例)ビートルズ「フォー・ノー・ワン」(1966)の冒頭からクラヴィコードが使われている。
*14世紀末に生まれたのが「チェンバロ」
・ピアノやクラヴィコードと異なり、弦をピックのようなもの(プレクトラム)で「ひっかく」「はじく」仕組み。明晰で大きな音が出やすいが、鍵盤のタッチで強弱が(ほとんど)付けられない。
・チェンバロ(クラヴィチェンバロ)というのはイタリア語。英語ではハープシコード、フランス語ではクラヴサンと呼ばれる。
・最初期のチェンバロは、透明感のある音色だったが、徐々に改良が加えられ、音がより大きく、より派手になっていった(楽器外観の装飾も!)。
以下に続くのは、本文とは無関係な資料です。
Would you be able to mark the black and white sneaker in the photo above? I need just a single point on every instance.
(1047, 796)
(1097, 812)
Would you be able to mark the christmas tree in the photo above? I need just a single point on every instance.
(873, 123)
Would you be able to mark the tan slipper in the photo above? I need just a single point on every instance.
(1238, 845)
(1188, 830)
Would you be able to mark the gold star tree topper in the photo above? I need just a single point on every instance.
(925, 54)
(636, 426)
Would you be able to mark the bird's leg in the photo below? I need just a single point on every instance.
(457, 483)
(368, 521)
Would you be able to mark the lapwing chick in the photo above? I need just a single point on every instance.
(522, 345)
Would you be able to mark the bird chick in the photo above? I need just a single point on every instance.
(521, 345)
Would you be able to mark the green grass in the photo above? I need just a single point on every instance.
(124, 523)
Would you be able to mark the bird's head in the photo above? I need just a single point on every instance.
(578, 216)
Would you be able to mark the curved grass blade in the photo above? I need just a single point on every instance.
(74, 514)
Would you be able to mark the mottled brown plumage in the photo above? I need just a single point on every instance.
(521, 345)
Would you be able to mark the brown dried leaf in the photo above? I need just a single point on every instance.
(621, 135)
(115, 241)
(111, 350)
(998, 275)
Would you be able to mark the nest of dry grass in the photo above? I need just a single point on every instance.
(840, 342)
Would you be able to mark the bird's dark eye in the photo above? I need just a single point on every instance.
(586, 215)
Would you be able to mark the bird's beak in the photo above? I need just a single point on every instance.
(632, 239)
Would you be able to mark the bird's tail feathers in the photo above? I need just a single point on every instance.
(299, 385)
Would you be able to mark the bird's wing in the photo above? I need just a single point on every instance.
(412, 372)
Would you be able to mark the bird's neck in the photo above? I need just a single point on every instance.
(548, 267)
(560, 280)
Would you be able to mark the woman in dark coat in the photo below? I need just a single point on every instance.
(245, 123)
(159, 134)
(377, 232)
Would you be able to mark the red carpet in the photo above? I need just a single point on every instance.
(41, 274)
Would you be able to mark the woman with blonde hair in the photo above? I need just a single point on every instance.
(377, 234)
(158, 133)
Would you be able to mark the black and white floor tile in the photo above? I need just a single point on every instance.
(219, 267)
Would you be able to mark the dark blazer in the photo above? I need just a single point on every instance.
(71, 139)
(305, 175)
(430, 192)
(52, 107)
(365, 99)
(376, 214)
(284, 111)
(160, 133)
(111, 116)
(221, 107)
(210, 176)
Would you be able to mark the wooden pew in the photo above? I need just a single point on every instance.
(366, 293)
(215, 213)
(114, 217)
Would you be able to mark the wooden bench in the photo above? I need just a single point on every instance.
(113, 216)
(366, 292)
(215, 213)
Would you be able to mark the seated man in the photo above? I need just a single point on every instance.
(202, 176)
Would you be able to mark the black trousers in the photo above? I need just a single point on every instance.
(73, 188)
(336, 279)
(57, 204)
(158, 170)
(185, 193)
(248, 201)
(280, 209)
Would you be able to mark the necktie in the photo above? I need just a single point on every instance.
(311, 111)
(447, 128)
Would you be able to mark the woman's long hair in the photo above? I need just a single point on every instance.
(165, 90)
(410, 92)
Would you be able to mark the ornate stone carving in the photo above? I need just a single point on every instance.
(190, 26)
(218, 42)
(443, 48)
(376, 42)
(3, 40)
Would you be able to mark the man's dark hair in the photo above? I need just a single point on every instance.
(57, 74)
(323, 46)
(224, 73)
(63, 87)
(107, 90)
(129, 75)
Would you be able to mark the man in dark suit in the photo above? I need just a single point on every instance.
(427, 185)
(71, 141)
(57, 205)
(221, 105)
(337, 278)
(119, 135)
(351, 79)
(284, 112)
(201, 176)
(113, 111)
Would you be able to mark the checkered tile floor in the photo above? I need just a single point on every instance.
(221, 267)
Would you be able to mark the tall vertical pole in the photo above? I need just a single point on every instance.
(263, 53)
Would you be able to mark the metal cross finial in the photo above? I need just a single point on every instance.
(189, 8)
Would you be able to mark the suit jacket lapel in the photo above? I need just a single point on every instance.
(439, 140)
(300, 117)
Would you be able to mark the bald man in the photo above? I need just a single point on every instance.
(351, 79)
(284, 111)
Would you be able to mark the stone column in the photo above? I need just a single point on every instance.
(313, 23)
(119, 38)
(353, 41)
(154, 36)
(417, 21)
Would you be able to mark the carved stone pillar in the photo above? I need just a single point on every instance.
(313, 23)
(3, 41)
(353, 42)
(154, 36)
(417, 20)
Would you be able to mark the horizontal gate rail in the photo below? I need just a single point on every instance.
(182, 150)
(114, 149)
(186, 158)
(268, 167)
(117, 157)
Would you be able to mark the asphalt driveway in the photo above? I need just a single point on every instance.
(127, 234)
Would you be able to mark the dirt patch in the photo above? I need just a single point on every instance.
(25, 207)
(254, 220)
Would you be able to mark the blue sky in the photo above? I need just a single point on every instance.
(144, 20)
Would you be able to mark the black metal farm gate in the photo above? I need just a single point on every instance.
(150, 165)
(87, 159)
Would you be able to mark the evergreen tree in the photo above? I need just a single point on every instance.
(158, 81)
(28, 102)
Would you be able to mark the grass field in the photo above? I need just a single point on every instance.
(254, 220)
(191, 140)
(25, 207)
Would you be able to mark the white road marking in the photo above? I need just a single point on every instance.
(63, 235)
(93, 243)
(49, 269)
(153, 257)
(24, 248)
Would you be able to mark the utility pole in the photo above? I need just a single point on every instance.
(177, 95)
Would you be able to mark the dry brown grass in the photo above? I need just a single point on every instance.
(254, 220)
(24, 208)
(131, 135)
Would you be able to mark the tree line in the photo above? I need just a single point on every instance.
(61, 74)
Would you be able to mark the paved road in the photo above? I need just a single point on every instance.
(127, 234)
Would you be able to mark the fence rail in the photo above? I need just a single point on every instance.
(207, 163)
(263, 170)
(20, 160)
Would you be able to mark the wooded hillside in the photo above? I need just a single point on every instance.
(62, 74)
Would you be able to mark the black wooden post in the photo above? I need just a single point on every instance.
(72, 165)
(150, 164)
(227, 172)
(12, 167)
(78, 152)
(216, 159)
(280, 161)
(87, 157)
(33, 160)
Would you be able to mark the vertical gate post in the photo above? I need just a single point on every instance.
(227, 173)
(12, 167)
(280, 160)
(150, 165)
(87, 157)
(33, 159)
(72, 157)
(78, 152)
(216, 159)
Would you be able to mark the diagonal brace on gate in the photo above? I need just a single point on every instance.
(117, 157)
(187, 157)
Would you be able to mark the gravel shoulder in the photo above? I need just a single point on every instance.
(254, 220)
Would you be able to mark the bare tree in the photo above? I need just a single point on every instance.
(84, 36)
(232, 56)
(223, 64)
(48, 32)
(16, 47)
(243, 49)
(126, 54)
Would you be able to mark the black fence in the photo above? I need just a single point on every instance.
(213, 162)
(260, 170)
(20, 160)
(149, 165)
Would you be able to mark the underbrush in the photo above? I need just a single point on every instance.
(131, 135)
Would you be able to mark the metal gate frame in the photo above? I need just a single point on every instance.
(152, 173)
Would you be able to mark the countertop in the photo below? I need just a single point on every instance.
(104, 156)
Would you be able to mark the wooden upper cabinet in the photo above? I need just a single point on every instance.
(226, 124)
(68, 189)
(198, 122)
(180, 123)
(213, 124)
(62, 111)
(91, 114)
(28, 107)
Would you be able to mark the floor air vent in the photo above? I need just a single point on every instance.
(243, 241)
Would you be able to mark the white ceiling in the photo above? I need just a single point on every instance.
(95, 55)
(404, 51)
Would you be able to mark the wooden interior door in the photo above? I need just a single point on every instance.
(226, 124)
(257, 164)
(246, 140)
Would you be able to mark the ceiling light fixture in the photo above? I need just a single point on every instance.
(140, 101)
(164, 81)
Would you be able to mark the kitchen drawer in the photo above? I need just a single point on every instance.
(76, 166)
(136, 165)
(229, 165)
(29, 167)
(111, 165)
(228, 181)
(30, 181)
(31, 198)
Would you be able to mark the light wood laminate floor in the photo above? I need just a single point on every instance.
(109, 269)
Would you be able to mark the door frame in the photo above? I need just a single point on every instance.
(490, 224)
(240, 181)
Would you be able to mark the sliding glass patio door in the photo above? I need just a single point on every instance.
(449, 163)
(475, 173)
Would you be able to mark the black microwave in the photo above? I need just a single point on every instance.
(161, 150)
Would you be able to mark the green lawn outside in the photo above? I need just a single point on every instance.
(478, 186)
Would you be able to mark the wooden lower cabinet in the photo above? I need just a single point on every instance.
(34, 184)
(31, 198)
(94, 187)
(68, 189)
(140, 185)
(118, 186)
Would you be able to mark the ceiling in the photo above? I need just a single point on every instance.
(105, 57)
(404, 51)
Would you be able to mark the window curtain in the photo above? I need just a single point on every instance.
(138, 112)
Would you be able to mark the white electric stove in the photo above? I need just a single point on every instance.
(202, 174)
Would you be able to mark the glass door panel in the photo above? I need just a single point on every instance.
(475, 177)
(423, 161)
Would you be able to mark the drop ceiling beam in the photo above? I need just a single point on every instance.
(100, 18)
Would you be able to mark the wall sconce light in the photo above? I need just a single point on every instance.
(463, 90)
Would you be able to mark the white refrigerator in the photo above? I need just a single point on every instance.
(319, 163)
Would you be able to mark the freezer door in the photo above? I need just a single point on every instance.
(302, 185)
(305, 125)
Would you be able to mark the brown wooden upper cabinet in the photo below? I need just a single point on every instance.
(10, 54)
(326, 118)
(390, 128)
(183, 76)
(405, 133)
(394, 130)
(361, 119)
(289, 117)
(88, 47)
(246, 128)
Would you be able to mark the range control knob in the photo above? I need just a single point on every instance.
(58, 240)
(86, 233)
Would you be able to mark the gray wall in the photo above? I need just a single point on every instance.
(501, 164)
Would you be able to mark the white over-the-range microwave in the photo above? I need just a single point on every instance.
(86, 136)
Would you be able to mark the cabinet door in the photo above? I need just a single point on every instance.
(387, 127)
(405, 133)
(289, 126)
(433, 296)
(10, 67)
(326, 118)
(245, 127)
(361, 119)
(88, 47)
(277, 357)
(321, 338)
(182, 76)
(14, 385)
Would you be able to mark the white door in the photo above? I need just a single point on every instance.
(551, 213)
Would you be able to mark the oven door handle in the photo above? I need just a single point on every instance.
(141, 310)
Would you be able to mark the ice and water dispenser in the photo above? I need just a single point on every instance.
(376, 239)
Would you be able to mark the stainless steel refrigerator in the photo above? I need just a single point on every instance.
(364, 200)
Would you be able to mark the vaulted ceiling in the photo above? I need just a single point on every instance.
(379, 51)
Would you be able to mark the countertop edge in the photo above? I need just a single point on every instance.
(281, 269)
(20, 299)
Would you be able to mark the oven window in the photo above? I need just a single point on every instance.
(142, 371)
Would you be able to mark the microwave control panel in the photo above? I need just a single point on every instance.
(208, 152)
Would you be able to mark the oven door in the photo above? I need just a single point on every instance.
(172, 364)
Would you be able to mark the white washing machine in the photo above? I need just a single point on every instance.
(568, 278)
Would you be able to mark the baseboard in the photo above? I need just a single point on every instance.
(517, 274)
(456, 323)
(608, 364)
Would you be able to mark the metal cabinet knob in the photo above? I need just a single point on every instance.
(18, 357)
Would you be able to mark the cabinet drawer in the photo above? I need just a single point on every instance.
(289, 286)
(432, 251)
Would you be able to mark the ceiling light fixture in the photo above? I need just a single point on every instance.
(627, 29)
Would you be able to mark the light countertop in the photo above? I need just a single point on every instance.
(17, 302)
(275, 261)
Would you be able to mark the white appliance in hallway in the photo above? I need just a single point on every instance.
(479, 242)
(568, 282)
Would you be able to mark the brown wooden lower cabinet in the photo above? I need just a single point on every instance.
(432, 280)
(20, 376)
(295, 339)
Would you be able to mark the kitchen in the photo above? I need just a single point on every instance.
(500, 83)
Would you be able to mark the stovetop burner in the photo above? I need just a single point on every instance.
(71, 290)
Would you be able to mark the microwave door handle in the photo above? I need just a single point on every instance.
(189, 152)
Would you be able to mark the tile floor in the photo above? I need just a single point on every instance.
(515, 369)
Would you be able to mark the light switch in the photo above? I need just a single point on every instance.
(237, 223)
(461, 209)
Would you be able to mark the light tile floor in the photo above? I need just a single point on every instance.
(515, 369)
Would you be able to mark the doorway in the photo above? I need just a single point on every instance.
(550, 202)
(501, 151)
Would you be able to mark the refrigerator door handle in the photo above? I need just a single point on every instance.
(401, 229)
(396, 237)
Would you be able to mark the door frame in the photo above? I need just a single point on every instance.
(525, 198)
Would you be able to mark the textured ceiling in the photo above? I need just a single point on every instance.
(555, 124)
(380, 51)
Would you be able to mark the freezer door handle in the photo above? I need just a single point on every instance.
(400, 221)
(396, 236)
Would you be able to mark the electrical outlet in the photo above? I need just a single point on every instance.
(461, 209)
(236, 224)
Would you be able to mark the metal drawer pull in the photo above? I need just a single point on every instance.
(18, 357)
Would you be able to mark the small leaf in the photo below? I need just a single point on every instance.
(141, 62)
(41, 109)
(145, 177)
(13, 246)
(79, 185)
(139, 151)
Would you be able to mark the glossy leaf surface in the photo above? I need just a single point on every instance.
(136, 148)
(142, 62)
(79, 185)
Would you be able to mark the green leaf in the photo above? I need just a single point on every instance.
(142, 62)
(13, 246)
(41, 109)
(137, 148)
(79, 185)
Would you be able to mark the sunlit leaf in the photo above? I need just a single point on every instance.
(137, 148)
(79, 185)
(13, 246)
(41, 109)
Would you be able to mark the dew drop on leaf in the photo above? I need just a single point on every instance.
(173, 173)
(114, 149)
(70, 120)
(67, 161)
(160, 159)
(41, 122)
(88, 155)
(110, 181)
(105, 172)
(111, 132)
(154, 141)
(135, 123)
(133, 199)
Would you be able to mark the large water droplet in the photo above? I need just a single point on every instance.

・チェンバロには、フランス革命以前の貴族文化を象徴する楽器という側面もある。他の楽器よりも鍵盤音楽は装飾が施しやすく、インテリアにも最適(下の画像は©Jean-Pierre Dalbéra)。
⇒19世紀に市民の楽器として広まっていくピアノには、そこまで過度な装飾はされない(のが一般的に)。
・様々なポップカルチャーにもチェンバロの音色は引用されている。
例)『キャンディ♡キャンディ』OP/『アナと雪の女王』の「生まれてはじめて」/MALICE MIZER「月下の夜想曲」/ALI PROJECT「朗読する女中と小さな令嬢」「discipline」など
3)ピアノの誕生と発展
⭐ 最初期のピアノ
・メディチ家に務めていたバルトロメオ・クリストフォリ(1655〜1731)によって17世紀末(遅くとも1700年頃)に作られたのが、最初のピアノとされる「グラヴィチェンバロ・コル・ピアノ・エ・フォルテ(強弱が付けられる大型のチェンバロ)」。
⇒つまり、ピアノという楽器は、指のタッチで強弱が付けられるクラヴィコード的な機能が搭載されたチェンバロとして誕生したものだった。
・この新機能をもった鍵盤楽器のことを、イタリア語で「ピアノフォルテ(弱い強い)」と呼ぶようになり、それがいつしか略されて「ピアノ」と呼ばれるようになった。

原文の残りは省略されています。